Hubo un tiempo en que el silencio no era malo. Era buscado, ayudaba a entender, marcaba al maestro. El sabio escuchaba, el amante preguntaba, el maestro quería aprender. Y las palabras se quedaban en manos, por ejemplo, de los sofistas que vendían, a un módico precio, las claves del éxito, tipo manual de autoayuda. Los que buscaban la verdad no hablaban, porque sabían que las palabras no eran necesarias. Pero eso fue hace mucho tiempo.
El silencio que tenemos hoy es ese del que habla Hopper, el silencio que no escucha. El de la mujer sola en la cama del hotel, el del matrimonio que no tiene de qué hablar ni pretende buscarlo, el del hombre esperando en la gasolinera por la que no pasa ningún coche, el de los clientes del bar solitarios delante de su copa.
Es el silencio de la abrumadora soledad de quien no vive sólo pero no consigue hablar con quien tiene a su lado, de quien quiere buscar pero no sabe hacerlo, de quien vomita las palabras pero no tiene a nadie para recoger lo que de ellas queda.
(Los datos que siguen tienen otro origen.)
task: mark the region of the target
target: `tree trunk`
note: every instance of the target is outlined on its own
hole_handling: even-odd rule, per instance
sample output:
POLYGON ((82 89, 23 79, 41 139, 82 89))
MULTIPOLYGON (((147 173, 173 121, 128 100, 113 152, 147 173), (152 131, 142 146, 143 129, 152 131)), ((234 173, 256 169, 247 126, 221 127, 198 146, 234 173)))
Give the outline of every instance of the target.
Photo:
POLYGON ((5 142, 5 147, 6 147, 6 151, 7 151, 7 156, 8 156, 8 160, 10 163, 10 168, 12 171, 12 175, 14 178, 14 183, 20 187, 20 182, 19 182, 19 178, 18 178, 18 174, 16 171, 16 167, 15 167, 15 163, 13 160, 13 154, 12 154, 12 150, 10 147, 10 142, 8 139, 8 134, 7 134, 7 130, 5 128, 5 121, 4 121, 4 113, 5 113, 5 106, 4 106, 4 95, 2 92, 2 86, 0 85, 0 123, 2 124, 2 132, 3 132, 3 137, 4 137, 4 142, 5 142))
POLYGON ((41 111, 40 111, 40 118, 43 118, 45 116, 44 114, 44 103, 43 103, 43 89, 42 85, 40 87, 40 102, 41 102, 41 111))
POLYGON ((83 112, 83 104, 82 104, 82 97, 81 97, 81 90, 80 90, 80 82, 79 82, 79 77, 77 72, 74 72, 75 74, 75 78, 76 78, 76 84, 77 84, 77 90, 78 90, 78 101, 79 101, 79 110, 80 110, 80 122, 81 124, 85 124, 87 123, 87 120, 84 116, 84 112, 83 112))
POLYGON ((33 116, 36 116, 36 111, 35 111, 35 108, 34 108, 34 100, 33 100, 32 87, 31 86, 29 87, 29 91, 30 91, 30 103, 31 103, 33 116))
Ese es el nuestro, el que marca la vida en las ciudades, el que llena las casas, las familias, los matrimonios que no se miran a la cara, los solitarios habitantes de las copas de alcohol.
Es como una especie de espera en lo imposible, de vida adormecida, de rendición. Si el siglo XXI fuera una imagen, sería un cuadro de Hopper, uno de esos bellísimos cuadros que nos dejan mirar dentro de una casa, cualquiera, y ver que allí habitan fantasmas solitarios que no quieren el silencio pero no tiene más remedio que aceptarlo, porque fuera no hay nadie y dentro tampoco. Si quieren ver lo que no hablamos nunca, vayan al Thyssen.